Ultimately, Zstd is a byte-oriented compressor that doesn't understand the semantics of the data it compresses. Improvements are certainly possible if you can recognize and separate that framing to recover a contiguous view of the underlying data.

[0] https://github.com/facebook/zstd/blob/v1.5.7/lib/compress/zs...

(I am one of the maintainers of Zstd.)

▲

nerpderp82 a day ago | parent [-]

That is fascinating. I wonder if you could layer a Levenshtein State Machine on the strings so you can apply n-edits to the text to get longer matches.

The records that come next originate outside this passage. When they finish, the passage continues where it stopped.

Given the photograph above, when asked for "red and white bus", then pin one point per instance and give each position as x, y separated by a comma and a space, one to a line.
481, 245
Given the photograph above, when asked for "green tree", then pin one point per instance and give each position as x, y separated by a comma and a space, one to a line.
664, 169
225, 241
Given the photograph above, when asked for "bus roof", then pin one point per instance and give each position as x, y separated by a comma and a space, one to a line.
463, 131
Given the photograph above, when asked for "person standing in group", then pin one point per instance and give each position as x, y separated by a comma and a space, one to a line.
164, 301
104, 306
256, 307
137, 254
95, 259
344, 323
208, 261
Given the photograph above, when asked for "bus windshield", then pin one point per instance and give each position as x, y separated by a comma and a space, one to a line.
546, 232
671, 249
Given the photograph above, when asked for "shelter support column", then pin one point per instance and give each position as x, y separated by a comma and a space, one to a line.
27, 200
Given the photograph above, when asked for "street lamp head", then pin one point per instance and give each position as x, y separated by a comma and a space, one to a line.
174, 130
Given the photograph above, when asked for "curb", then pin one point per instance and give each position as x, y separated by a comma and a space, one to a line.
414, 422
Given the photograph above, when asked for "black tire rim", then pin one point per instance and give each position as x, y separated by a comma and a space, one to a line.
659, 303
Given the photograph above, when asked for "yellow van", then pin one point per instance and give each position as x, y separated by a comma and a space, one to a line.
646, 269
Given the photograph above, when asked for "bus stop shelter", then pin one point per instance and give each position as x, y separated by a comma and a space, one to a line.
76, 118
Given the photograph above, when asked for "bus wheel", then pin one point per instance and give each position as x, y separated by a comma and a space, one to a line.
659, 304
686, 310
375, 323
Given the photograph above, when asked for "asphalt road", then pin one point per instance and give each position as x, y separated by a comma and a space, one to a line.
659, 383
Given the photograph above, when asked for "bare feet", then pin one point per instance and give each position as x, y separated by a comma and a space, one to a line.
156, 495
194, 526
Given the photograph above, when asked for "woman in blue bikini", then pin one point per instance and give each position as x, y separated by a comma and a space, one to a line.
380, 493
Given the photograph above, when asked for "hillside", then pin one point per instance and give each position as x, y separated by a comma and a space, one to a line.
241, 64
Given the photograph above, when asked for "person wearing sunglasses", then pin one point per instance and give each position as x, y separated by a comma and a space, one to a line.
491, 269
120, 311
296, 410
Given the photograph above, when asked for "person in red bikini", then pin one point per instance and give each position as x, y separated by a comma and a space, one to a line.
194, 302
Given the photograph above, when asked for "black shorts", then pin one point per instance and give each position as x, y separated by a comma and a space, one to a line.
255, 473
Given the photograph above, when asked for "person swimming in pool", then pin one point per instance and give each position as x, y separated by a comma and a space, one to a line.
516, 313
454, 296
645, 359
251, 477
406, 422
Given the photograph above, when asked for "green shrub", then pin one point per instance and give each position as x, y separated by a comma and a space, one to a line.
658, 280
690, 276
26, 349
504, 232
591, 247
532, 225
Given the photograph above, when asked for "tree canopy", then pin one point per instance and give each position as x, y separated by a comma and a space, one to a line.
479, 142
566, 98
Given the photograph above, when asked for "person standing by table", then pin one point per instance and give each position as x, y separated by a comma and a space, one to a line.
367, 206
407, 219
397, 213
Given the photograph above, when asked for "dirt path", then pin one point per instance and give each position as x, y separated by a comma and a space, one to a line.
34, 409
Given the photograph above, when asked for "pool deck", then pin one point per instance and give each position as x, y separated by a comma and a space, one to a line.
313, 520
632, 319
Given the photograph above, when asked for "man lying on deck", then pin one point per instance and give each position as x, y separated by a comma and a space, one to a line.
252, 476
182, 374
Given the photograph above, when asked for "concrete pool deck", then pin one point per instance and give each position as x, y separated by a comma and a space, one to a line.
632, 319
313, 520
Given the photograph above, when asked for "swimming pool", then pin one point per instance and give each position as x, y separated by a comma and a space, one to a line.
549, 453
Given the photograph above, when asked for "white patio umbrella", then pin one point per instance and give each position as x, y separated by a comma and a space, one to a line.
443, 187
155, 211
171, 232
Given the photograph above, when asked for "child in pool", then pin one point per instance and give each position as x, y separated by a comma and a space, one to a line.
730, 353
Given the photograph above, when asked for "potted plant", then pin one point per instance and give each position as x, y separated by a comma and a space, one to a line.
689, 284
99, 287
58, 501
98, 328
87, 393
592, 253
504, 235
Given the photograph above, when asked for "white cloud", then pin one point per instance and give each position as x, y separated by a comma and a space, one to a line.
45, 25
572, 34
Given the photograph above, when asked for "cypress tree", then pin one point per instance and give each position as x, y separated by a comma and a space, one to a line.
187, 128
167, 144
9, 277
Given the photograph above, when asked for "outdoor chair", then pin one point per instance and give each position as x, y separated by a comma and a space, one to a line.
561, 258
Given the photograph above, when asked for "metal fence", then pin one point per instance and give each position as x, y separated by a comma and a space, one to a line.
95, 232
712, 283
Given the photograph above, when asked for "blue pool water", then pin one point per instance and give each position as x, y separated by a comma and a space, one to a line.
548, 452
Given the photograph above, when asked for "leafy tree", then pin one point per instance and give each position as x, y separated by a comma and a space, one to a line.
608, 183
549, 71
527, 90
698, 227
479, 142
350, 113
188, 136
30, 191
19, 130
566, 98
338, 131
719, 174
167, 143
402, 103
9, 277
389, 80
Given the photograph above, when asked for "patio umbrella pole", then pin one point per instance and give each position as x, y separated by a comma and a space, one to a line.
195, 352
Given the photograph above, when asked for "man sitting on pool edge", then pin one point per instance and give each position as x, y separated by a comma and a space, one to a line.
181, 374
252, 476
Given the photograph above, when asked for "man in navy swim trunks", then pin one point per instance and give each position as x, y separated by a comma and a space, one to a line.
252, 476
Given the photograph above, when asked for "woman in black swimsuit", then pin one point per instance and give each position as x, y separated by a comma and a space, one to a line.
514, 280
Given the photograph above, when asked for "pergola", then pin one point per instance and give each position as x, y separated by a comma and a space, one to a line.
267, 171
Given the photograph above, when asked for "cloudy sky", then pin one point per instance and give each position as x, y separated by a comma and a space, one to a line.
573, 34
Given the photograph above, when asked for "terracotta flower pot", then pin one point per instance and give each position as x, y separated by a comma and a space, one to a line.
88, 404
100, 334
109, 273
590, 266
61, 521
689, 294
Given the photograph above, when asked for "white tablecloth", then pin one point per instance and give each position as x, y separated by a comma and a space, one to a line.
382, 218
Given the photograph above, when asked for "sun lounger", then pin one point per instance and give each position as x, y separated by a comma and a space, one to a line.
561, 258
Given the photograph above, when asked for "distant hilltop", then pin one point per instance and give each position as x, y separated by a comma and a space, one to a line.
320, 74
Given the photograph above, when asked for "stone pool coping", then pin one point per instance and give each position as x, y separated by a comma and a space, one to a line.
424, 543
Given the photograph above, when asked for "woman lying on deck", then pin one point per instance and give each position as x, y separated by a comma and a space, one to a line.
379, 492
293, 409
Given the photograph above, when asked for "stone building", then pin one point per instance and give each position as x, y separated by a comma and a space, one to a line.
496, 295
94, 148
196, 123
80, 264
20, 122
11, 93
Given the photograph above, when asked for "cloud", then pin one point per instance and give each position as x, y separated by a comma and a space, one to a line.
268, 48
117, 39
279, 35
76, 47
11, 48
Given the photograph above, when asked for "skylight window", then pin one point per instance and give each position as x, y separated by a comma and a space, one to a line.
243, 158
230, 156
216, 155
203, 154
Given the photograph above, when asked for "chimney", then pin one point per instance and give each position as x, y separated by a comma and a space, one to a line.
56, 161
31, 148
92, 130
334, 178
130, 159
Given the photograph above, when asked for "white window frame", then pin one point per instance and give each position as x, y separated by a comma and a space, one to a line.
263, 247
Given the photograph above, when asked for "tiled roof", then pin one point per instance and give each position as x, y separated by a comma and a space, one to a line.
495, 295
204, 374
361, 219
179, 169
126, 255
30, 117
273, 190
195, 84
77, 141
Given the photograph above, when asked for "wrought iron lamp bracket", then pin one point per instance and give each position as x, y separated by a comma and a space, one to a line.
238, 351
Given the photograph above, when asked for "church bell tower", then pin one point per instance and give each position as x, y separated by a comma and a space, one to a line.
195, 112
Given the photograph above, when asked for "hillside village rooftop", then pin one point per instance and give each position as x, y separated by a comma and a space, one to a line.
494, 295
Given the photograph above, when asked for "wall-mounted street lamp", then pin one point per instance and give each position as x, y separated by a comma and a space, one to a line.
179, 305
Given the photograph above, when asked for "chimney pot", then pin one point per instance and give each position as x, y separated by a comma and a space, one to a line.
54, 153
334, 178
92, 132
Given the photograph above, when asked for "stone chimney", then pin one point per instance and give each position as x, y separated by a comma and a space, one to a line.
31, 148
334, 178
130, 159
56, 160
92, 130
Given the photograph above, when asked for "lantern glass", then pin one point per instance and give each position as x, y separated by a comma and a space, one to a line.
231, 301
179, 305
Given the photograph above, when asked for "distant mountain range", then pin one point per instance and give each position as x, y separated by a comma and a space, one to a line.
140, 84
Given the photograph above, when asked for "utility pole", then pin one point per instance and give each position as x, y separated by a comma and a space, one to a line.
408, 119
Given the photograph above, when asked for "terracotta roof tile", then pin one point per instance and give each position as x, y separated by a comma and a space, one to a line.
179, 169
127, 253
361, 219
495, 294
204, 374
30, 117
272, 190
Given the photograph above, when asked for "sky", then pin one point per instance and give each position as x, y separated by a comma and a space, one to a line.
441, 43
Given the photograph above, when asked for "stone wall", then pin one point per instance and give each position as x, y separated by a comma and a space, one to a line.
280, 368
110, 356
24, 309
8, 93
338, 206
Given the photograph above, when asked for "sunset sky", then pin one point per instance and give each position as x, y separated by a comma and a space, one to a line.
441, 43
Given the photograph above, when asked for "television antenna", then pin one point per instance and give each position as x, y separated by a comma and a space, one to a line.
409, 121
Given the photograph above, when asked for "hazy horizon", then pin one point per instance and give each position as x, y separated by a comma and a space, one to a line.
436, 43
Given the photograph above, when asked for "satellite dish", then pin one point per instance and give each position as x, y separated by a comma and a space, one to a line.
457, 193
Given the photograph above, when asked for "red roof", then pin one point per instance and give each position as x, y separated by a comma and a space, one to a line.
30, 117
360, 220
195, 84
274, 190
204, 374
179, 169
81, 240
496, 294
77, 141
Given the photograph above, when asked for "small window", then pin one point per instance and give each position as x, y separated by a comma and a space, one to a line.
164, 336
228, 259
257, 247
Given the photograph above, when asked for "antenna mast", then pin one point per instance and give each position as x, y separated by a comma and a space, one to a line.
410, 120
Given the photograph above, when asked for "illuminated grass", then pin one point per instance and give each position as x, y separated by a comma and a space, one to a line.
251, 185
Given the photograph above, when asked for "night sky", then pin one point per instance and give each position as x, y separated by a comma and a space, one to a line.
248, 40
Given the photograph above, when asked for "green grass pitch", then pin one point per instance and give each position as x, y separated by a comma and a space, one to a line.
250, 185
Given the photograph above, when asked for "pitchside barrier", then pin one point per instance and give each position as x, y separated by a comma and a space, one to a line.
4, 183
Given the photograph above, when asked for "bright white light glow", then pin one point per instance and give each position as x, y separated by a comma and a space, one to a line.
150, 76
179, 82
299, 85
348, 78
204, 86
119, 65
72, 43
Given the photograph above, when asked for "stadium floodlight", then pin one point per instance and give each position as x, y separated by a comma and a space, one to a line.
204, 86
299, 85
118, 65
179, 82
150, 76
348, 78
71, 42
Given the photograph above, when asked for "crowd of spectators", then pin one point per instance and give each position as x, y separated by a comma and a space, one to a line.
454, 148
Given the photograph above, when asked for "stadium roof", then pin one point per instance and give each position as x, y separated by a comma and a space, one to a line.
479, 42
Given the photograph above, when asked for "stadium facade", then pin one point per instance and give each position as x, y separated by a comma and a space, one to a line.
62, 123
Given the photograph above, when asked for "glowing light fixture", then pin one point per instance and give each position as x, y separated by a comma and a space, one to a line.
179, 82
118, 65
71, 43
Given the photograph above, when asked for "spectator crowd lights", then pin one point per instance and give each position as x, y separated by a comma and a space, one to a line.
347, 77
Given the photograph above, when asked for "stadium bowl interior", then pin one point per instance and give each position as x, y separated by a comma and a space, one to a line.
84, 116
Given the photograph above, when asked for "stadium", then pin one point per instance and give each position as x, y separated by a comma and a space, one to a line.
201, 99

I absolutely adore ZSTD, it has worked so well for me compressing json metadata for a knowledge engine.

▲

felixhandte a day ago | parent [-]

Zstd has a similar-ish capability called "repetition codes" [0].

The first stage of Zstd does LZ77 matching, which transforms the input into "sequences", a series of instructions each of which describes some literals and one match. The literals component of the instruction says "the next L bytes of the message are these L bytes". The match component says "the next M bytes of the input are the M bytes N bytes ago".

If you want to construct a match between two strings that differ by one character, rather than saying "the next N bytes are the N bytes M bytes ago except for this one byte here which is X instead", Zstd just breaks it up into two sequences, the first part of the match, and then a single literal byte describing the changed byte, and then the rest of the match, which is described as being at offset 0. The encoding rules for Zstd define offset 0 to mean "the previously used match offset". This isn't as powerful as a Levenshtein edit, but it's a reasonable approximation.

The big advantage of this approach is that it doesn't require much additional machinery on the encoder or decoder, and thus remains very fast. Whereas implementing a whole edit description state machine would (I think) slow down decompression and especially compression enormously.

[0] https://datatracker.ietf.org/doc/html/rfc8878#name-repeat-of...

	▲	bede 7 hours ago \| parent [-]
		Fascinating, thank you.